Uncanny Valley, che cos’è

Giappone, 1970. L’ingegner Masahiro Mori, professore al Tokyo Institute of Technology, venne contattato dalla rivista Energy per scrivere un breve articolo destinato ad una imminente edizione dedicata alla robotica. Per garantire un approccio serio e multidisciplinare al tema, Mori partecipò a una tavola rotonda organizzata con un eterogeneo gruppo di studiosi che comprendeva, tra gli altri, uno scrittore di fantascienza e un filosofo: i risultati scaturiti da questo incontro furono utilizzati da Mori sia per la stesura del suo articolo che per un processo introspezione e riflessione personale.

In quegli anni, tra le mura del Tokyo Institute of Technology, veniva infatti messa a punto una innovativa mano robotica dalle sembianze realistiche e capace di compiere alcuni semplici movimenti. Nell’osservarla, Mori realizzò ben presto che questo artefatto provocava in lui un certo presentimento d’inquietudine, sensazione che assomigliava ad alcune paure che aveva provato da bambino in situazioni analogamente ambigue.
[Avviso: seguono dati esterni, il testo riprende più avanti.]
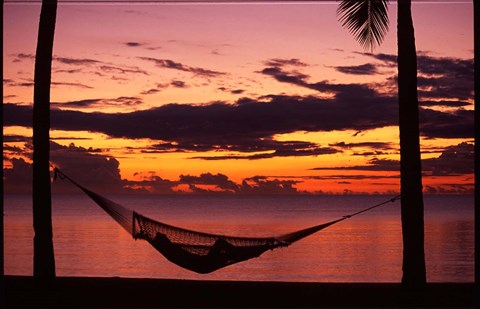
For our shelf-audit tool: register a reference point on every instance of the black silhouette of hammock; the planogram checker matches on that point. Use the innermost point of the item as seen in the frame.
(196, 251)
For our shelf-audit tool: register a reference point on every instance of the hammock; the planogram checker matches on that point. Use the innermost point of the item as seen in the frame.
(196, 251)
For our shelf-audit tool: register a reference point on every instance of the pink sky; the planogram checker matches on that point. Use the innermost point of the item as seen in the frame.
(122, 59)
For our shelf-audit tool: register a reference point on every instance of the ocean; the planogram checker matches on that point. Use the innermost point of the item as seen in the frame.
(364, 248)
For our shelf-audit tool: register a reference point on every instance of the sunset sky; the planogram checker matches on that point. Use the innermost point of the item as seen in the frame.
(241, 98)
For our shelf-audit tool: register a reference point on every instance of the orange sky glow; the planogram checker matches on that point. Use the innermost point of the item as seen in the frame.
(271, 98)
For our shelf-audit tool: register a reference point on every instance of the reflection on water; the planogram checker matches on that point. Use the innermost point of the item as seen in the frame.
(367, 248)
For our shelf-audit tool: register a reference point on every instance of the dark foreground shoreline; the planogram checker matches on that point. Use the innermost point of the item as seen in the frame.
(88, 292)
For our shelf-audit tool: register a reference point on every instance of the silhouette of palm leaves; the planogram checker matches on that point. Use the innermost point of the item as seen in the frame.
(367, 20)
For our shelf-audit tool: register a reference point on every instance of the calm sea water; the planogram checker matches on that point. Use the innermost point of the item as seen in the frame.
(366, 248)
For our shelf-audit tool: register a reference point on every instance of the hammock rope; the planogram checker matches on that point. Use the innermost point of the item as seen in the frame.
(198, 251)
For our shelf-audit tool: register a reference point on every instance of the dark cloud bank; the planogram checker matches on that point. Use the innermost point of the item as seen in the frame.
(248, 126)
(101, 173)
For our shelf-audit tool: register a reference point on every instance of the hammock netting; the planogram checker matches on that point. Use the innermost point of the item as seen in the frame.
(197, 251)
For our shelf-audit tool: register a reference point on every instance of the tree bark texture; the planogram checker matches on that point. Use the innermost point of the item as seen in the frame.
(43, 260)
(414, 271)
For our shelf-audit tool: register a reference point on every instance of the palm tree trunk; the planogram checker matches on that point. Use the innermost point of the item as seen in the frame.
(414, 273)
(43, 260)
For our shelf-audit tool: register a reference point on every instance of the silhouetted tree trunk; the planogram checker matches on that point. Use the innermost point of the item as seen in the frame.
(476, 10)
(43, 260)
(414, 273)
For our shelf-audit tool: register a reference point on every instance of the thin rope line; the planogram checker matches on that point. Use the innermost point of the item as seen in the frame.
(396, 198)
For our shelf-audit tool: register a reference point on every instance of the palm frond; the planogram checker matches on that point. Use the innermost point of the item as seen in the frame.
(367, 20)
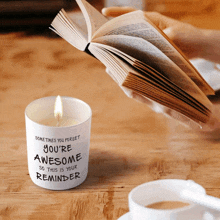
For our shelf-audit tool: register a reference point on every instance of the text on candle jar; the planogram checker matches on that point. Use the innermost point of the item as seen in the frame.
(56, 149)
(59, 140)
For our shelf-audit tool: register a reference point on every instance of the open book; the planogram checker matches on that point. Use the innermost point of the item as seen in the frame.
(140, 59)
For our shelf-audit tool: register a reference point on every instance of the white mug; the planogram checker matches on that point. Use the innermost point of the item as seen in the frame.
(167, 190)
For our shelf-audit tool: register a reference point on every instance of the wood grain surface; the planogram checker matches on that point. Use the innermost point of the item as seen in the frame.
(130, 144)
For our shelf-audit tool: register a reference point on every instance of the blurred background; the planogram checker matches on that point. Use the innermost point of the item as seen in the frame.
(15, 13)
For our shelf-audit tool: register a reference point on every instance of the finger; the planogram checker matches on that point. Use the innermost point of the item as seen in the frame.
(116, 11)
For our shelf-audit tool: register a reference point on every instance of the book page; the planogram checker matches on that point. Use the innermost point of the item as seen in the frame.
(94, 19)
(126, 76)
(65, 28)
(151, 55)
(151, 74)
(137, 25)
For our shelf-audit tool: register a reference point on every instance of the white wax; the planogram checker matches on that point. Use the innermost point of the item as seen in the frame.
(63, 122)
Con uno straordinario processo di deduzione, Mori riuscì a tracciare un fil rouge tra le sue esperienze del passato e del presente, proponendo così un unico, semplice concetto che oggi conosciamo con il nome di valle del perturbante o uncanny valley.

Secondo l’idea proposta da Mori, è possibile valutare la risposta emotiva di una persona, definita senso di familiarità, nei confronti di robot e automi con diverso grado di realismo, inteso come somiglianza con un essere umano o parti di esso. Questa reazione può essere rappresentata graficamente con una curva: all’aumentare del realismo si ha un proporzionale incremento della familiarità, con massimi valori ottenuti solamente nel caso di robot idealmente indistinguibili in tutto e per tutto da una persona reale. Questa tendenza presenta tuttavia una brusca interruzione qualora siano raggiunti ma non superati determinati livelli di realismo, con un’inversione della curva che porta la familiarità sulla linea dello zero e poi verso valori negativi.

Aldilà delle valenze psicologiche, oggi la valle del perturbante è tenuta in larga considerazione da parte degli animatori, degli esperti di computer grafica e dagli ingegneri che realizzano robot antropomorfi.